Work harder in what way?

Writing and really thinking about what I was doing. You know, “Am I doing as good of a job as I know I can?” I think a turning point for me was when I started going to therapy and I started doing a self examination that I had never done before. I thought I had a pretty good sense of myself, but then I realized I do not have a good sense of myself.

I resisted going to therapy because it was scary to me. It was like “I don’t know what I’m going to find out about myself.” [Laughs.] And then I realized it was such a huge relief. When you confront your fears head on, it always ends up better than you think it’s going to be. Always.

And that translates to a better performance onstage?

Oh yeah. I realized I’ve been working on this thing and making it everybody else’s fault that I’m not as successful as I wanted to be. I learned that first of all it’s not about somebody else’s definition of success. It’s about the work, and the work is its own reward. If other things happen because of that, that’s great. If anybody is reading this and has thought about therapy but they are intimidated by it, go do it, it’s going to be great. Just find the right therapist.

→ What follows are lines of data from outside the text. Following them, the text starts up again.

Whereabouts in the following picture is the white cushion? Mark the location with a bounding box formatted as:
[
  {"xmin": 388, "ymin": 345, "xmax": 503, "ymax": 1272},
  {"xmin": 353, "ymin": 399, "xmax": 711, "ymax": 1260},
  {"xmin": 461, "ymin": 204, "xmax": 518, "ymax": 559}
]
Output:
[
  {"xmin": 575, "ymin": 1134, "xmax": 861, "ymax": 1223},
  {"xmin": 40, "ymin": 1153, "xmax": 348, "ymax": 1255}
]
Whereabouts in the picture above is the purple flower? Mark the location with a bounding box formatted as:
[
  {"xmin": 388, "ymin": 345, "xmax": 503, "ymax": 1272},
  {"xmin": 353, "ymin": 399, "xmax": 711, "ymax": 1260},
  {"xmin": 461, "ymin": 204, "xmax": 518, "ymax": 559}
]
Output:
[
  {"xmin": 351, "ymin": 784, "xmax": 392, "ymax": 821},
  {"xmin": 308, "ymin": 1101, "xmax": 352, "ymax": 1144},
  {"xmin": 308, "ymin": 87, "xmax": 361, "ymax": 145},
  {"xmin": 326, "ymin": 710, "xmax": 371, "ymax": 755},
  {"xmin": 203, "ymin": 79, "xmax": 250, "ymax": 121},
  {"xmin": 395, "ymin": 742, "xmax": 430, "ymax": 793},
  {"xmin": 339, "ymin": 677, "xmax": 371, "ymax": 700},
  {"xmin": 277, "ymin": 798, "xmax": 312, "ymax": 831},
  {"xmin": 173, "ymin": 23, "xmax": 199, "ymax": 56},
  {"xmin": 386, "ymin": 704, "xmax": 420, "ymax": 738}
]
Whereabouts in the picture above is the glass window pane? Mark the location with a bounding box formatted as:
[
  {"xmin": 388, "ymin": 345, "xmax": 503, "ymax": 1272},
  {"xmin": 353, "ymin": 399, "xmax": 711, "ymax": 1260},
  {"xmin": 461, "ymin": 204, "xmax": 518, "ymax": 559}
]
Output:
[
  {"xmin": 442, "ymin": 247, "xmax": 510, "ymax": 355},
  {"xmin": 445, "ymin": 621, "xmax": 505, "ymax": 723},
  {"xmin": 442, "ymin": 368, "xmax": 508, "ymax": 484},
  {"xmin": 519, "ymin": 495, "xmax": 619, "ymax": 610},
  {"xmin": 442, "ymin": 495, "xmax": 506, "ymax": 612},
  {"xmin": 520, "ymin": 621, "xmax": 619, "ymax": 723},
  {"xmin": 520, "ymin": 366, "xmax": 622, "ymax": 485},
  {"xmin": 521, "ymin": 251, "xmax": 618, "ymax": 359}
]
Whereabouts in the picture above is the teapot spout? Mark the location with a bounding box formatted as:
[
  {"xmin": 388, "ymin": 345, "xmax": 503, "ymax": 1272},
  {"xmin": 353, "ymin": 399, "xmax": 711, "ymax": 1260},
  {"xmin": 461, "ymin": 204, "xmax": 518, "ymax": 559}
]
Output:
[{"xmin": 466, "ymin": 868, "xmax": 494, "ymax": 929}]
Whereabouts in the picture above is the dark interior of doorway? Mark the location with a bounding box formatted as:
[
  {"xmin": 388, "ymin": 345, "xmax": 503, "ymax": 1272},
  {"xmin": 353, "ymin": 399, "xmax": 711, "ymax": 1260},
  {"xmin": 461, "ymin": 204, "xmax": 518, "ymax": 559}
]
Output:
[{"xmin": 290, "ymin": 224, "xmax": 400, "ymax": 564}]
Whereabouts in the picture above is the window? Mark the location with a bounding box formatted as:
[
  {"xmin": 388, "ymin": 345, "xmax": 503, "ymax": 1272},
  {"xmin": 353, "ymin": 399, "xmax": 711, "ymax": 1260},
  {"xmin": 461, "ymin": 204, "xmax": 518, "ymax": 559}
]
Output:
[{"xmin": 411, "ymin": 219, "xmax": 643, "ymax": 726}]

Therapy changed your approach to stand-up. Did it change your material?

Going to therapy took away the fear that I had of being able to talk about personal stuff onstage.  Talking about that stuff, I did not realize that I could make it humorous. I didn’t realize how much humor there is the human condition.

So how did you and Tom Scharpling meet?

I met Tom in 2004. We met very briefly in Los Angeles. I don’t remember meeting him at the time. Then we met again, later that same year, or the following year, in New York. And then we had a one-on-one conversation. We had a great conversation and then we started emailing. And then I started listening to his show on WFMU. I loved the show, and I started calling in occasionally, and then in the way that grown-ups do, we became friends very fast.

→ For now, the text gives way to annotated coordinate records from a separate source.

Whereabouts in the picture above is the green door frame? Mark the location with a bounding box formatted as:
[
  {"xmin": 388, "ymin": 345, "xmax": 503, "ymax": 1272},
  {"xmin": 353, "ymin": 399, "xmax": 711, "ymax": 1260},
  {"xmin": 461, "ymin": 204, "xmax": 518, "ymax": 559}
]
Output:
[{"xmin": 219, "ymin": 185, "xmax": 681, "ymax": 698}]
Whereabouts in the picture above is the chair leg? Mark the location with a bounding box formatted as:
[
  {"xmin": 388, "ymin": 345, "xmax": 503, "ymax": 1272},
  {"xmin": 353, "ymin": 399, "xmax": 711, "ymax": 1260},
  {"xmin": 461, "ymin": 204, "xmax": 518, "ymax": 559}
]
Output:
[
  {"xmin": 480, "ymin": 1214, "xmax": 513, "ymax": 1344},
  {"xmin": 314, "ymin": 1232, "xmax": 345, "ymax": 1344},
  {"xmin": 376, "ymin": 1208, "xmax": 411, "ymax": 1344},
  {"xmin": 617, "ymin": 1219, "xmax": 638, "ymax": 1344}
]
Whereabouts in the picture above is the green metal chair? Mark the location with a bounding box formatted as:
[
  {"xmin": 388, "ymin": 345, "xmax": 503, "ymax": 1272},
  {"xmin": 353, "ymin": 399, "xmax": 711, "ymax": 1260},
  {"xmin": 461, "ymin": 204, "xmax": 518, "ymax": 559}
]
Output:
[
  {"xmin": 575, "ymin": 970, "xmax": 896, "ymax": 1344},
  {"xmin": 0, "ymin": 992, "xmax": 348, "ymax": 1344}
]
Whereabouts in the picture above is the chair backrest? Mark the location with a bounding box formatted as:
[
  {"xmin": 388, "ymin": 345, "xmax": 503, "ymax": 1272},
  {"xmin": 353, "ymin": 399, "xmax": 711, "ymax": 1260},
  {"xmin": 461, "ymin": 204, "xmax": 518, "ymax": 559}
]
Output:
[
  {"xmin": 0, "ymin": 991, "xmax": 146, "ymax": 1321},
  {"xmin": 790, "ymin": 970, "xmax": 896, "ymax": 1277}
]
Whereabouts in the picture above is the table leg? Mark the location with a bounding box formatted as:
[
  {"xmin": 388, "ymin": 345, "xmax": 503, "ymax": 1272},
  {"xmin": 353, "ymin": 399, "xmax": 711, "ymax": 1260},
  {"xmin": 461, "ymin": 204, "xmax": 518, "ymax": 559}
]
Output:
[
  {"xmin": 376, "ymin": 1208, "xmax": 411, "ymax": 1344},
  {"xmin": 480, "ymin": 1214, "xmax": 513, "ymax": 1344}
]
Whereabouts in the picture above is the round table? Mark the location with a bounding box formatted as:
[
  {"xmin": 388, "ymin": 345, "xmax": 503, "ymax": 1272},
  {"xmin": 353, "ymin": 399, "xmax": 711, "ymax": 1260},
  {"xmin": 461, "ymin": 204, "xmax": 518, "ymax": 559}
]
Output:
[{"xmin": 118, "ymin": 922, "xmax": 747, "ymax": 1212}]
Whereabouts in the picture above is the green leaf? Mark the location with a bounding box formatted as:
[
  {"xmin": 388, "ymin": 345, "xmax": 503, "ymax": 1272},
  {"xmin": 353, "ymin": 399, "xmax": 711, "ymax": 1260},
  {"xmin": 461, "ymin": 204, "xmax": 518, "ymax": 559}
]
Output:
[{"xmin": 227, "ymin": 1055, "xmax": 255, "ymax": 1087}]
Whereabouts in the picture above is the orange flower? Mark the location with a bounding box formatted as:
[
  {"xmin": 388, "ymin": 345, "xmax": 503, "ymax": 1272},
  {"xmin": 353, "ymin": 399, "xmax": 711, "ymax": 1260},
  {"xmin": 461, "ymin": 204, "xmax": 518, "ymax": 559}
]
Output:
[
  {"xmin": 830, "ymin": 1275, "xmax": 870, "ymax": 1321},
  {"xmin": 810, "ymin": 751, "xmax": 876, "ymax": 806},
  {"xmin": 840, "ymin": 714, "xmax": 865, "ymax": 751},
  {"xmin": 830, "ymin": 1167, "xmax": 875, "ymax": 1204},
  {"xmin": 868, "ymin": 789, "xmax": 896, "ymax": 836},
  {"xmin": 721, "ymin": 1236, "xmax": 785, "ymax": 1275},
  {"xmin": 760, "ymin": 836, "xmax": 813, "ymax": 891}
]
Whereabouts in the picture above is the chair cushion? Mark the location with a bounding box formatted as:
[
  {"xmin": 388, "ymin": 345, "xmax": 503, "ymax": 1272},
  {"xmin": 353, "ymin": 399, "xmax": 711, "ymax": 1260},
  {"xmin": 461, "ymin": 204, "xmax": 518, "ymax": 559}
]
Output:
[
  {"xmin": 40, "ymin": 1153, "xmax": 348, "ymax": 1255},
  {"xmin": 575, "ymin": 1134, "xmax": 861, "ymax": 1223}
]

And then the stars aligned and we were both free at the same time, and so we ended up working on this script for Comedy Central. It’s a vehicle for me to star in.

Can you reveal a little bit about it?

Yeah, it’s about an evil genius — that’s the working title — who succeeds in taking over the world, and it’s a drag because now he has to run it and it’s not fun. It’s been difficult being on opposite coasts and everything, but we finished the script and turned it in. We got notes, we addressed those notes, and we turned in a revised outline. We’ll see what happens. Hopefully we’ll get to make a pilot and then from that a series. If they don’t go for it, we’ll shop it around someplace else. Tom would be running the show. I’m really happy with it. We created a really funny world. It’s been great to collaborate with him.

When is it set? The future?

It’s not in the past, but it’s not set in any specific time. It’s a parallel universe kind of thing. It’s set whenever The West Wing is set. [Laughs.]

Phil Davidson is a writer whose work has appeared in um, well, Splitsider.